QLU Spring 2017:The Court of Appeal confirms that a carrier does not need to disprove negligence on his part in order to rely on defences under Article IV Rule 2(a) – (p) of the Hague (or Hague-Visby) Rules.
Volcafe Ltd and others v Compania Sud Americana de Vapores SA  EWCA Civ 1103
Bagged coffee beans, carried in lined, non-ventilated containers, suffered condensation damage. Carriage was on LCL/FCL (less than container load/full container load) terms which means the carrier was responsible for preparing and stuffing the containers. The bills of lading incorporated the Hague Rules and recorded shipment in apparent good order and condition.
The claim against the carrier was for negligence and/or failure properly and carefully to load , handle, stow, carry, keep, care for and discharge the cargoes in breach of article III rule 2 of the Hague Rules. The carrier raised the Article IV rule 2(m) inherent vice defence, alternatively that damage was inevitable.
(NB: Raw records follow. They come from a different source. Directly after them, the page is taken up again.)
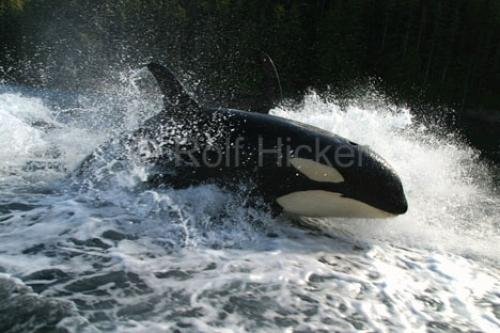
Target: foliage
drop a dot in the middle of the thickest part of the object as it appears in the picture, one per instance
(444, 52)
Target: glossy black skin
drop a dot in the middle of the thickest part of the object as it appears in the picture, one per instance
(183, 125)
(368, 178)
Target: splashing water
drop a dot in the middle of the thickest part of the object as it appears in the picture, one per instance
(126, 259)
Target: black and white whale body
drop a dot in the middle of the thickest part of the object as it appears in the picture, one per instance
(294, 167)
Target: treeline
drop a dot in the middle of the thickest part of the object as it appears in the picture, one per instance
(445, 52)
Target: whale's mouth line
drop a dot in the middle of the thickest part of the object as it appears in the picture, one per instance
(319, 203)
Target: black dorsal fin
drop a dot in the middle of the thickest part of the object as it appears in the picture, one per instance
(174, 93)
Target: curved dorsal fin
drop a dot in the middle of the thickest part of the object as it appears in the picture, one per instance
(174, 93)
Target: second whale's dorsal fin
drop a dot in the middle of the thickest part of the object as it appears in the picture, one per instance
(174, 93)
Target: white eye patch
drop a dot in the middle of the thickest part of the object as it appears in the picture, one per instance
(317, 171)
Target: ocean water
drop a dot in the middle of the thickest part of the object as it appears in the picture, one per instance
(105, 255)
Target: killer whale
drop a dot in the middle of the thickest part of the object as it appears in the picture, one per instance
(296, 168)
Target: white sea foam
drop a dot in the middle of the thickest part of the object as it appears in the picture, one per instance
(198, 259)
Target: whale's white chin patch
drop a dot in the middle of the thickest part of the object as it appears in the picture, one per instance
(328, 204)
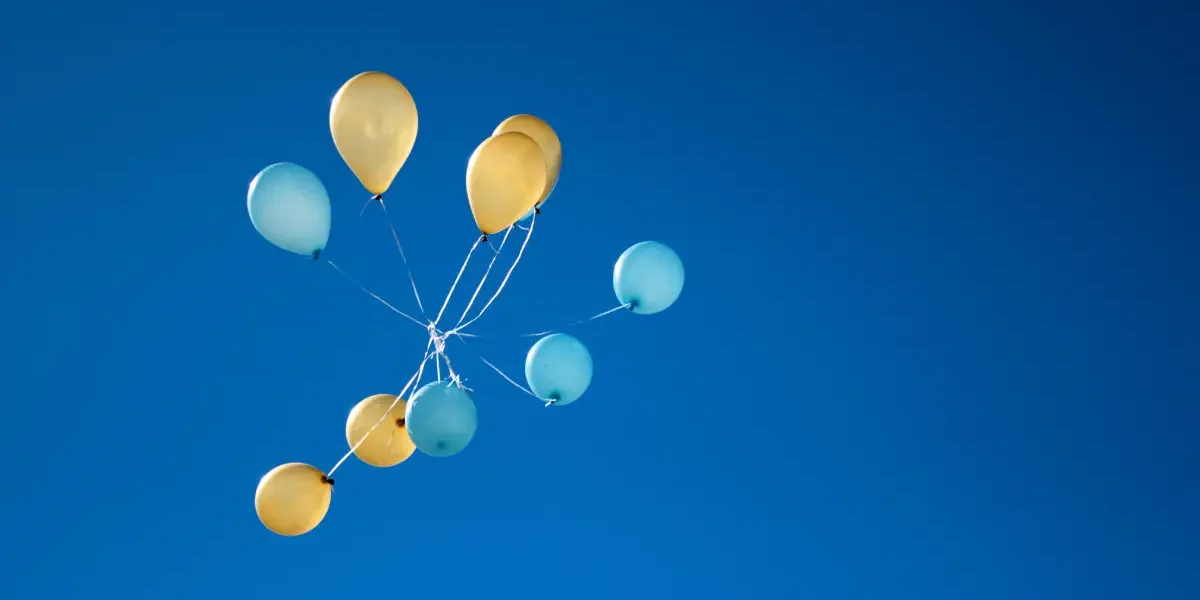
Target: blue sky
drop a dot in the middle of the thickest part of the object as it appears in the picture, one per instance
(937, 341)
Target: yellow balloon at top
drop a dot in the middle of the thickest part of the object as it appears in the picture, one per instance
(373, 121)
(544, 135)
(293, 498)
(505, 178)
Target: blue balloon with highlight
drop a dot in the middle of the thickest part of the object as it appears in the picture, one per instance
(289, 208)
(558, 369)
(648, 277)
(441, 419)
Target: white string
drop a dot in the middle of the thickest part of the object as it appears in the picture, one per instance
(415, 378)
(507, 378)
(517, 261)
(403, 258)
(594, 317)
(489, 271)
(372, 294)
(463, 268)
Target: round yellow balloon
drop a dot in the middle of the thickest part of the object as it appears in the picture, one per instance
(505, 178)
(373, 121)
(389, 443)
(293, 498)
(544, 135)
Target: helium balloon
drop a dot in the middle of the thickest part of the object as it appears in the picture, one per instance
(648, 277)
(373, 121)
(388, 444)
(289, 208)
(441, 419)
(505, 177)
(558, 369)
(544, 135)
(293, 498)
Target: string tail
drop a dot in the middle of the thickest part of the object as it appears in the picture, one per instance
(372, 294)
(457, 277)
(412, 381)
(403, 258)
(594, 317)
(533, 221)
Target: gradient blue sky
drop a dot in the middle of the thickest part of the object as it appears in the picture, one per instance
(939, 337)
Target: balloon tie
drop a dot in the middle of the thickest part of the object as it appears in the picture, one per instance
(412, 382)
(484, 280)
(402, 257)
(533, 221)
(455, 285)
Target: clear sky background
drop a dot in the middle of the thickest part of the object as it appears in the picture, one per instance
(939, 337)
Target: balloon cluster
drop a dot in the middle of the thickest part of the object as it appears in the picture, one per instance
(509, 177)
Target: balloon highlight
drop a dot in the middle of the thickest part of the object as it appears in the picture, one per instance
(547, 141)
(648, 277)
(293, 498)
(505, 178)
(388, 444)
(373, 123)
(558, 369)
(288, 207)
(441, 419)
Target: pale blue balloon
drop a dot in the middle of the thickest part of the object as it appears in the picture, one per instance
(441, 419)
(558, 369)
(648, 276)
(289, 207)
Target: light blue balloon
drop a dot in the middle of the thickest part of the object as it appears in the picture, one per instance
(558, 369)
(648, 276)
(441, 419)
(289, 207)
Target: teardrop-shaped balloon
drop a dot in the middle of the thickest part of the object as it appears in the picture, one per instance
(441, 419)
(558, 369)
(546, 138)
(505, 177)
(373, 121)
(293, 498)
(289, 208)
(388, 444)
(648, 277)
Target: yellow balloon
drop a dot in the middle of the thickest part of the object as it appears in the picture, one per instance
(544, 135)
(293, 498)
(389, 443)
(373, 121)
(505, 178)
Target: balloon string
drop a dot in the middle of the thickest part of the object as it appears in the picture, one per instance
(372, 294)
(453, 286)
(507, 378)
(594, 317)
(489, 271)
(412, 381)
(511, 268)
(403, 258)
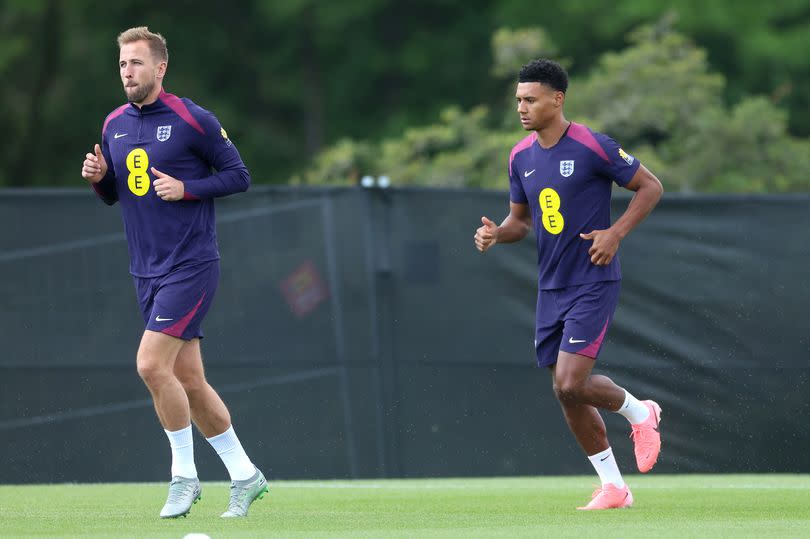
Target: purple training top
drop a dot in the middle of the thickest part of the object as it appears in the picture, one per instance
(567, 188)
(185, 141)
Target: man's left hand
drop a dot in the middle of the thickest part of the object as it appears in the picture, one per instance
(167, 188)
(605, 245)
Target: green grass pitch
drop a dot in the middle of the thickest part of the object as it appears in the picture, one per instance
(713, 506)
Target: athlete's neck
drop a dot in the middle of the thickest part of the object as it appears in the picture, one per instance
(151, 98)
(551, 134)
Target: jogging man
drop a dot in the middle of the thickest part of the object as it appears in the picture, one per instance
(560, 179)
(156, 158)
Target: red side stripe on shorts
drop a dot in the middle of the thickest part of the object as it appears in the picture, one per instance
(592, 350)
(177, 329)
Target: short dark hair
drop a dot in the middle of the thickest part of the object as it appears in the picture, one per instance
(546, 72)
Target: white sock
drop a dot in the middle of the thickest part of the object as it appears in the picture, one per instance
(605, 465)
(633, 409)
(233, 456)
(182, 452)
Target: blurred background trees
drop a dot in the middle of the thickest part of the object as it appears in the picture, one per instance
(712, 96)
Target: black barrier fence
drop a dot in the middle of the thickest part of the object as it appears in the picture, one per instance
(358, 333)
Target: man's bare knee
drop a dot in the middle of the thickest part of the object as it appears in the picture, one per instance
(568, 392)
(192, 383)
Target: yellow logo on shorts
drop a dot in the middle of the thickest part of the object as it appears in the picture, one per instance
(138, 165)
(550, 206)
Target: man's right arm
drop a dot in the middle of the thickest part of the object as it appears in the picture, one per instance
(100, 176)
(514, 228)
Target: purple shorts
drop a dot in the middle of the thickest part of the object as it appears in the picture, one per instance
(176, 303)
(574, 319)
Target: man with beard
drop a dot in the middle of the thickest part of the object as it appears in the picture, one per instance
(156, 158)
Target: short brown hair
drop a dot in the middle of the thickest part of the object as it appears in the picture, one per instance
(157, 43)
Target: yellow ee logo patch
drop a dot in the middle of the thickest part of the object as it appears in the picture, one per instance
(138, 165)
(550, 206)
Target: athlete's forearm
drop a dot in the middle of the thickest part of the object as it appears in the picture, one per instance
(642, 203)
(105, 189)
(223, 183)
(512, 229)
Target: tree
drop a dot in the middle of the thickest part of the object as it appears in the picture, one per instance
(657, 96)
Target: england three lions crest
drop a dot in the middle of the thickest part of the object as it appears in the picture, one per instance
(165, 131)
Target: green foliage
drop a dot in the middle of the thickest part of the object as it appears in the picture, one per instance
(289, 79)
(658, 97)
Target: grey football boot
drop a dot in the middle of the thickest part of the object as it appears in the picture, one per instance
(183, 493)
(244, 493)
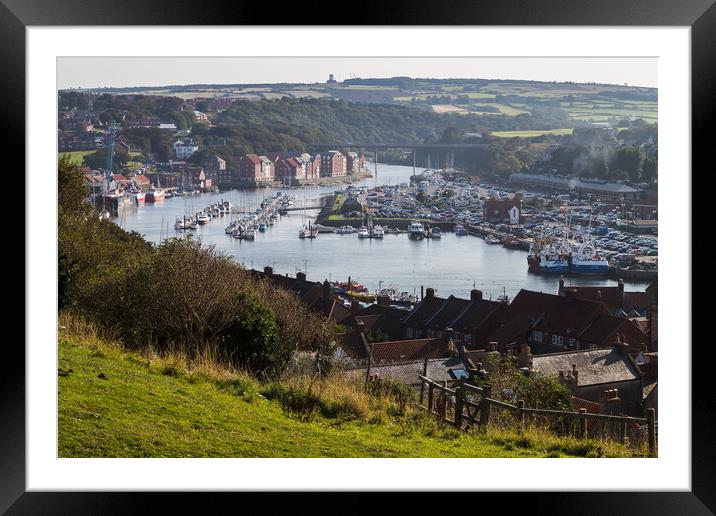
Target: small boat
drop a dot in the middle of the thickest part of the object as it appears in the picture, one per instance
(361, 296)
(416, 231)
(155, 194)
(230, 228)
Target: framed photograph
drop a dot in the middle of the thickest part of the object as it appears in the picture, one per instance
(417, 250)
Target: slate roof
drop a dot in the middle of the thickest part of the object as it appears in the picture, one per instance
(407, 350)
(423, 311)
(475, 314)
(446, 312)
(594, 366)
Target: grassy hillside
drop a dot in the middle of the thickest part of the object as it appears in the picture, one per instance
(116, 403)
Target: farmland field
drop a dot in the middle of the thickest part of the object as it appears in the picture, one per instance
(531, 134)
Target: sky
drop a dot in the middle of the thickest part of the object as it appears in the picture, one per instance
(117, 72)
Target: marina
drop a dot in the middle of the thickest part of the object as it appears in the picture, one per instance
(454, 264)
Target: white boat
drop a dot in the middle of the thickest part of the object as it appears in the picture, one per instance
(416, 231)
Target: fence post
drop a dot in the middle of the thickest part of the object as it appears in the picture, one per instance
(582, 423)
(485, 407)
(651, 426)
(431, 388)
(459, 394)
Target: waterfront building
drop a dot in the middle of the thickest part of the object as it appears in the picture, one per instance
(333, 164)
(184, 148)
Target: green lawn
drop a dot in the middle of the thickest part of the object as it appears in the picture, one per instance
(118, 404)
(76, 156)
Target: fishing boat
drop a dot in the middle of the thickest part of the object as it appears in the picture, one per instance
(308, 231)
(553, 259)
(155, 194)
(360, 296)
(587, 260)
(416, 231)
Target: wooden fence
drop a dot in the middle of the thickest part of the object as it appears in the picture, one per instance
(464, 405)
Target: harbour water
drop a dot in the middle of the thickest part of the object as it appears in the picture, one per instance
(450, 265)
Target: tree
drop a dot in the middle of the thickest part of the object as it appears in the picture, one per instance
(650, 170)
(71, 189)
(98, 159)
(630, 160)
(451, 135)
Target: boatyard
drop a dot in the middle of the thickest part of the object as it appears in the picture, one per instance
(297, 230)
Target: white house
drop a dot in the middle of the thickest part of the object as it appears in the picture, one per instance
(514, 214)
(183, 148)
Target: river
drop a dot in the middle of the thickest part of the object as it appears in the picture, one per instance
(450, 265)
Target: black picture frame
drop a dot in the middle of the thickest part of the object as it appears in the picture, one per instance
(700, 15)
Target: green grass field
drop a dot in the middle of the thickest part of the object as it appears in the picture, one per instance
(76, 156)
(531, 134)
(116, 403)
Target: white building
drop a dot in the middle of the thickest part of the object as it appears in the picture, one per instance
(183, 148)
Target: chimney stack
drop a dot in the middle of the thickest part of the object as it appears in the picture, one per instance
(621, 344)
(524, 359)
(612, 402)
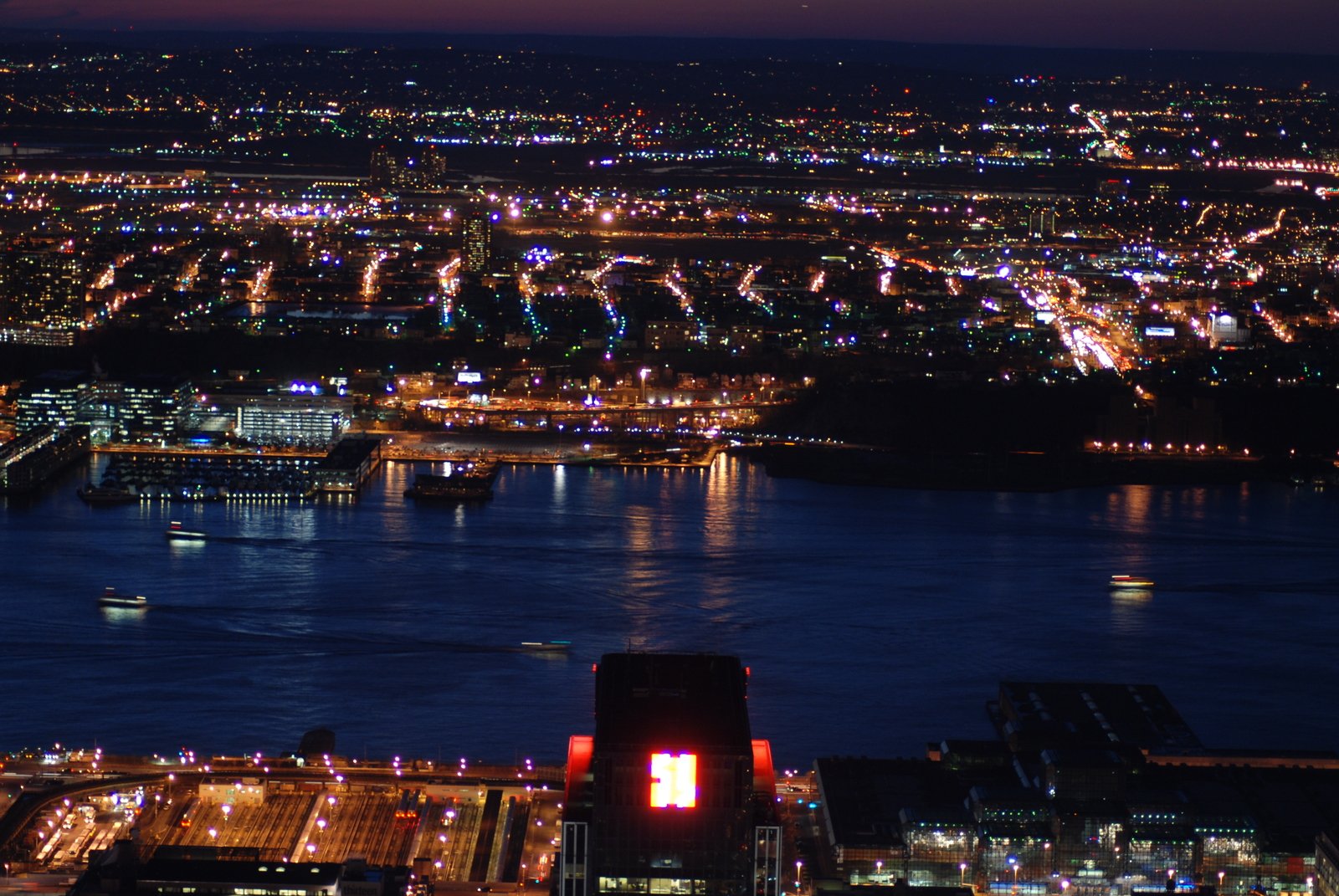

It was common ground between both parties that:
- condensation was inevitable when a hygroscopic cargo such as coffee beans was carried from a warm climate to a cold climate and that there was no certain way to prevent condensation damage when bagged coffee was carried in lined, unventilated containers; and
- that carriage as above was a widespread commercial practice.
The Court of Appeal Judgement
The Hague Rules applied
- Where the obligation to stuff its own containers was assumed by the carrier, the contract of carriage would be interpreted as including that obligation as part of the carrier’s loading obligation
Burden of Proof in respect of an action under the Hague (or Hague-Visby) Rules
- To establish a cause of action based on the carrier’s breach of article III rule 2, the cargo claimant must demonstrate the goods were loaded in apparent good order but delivered damaged.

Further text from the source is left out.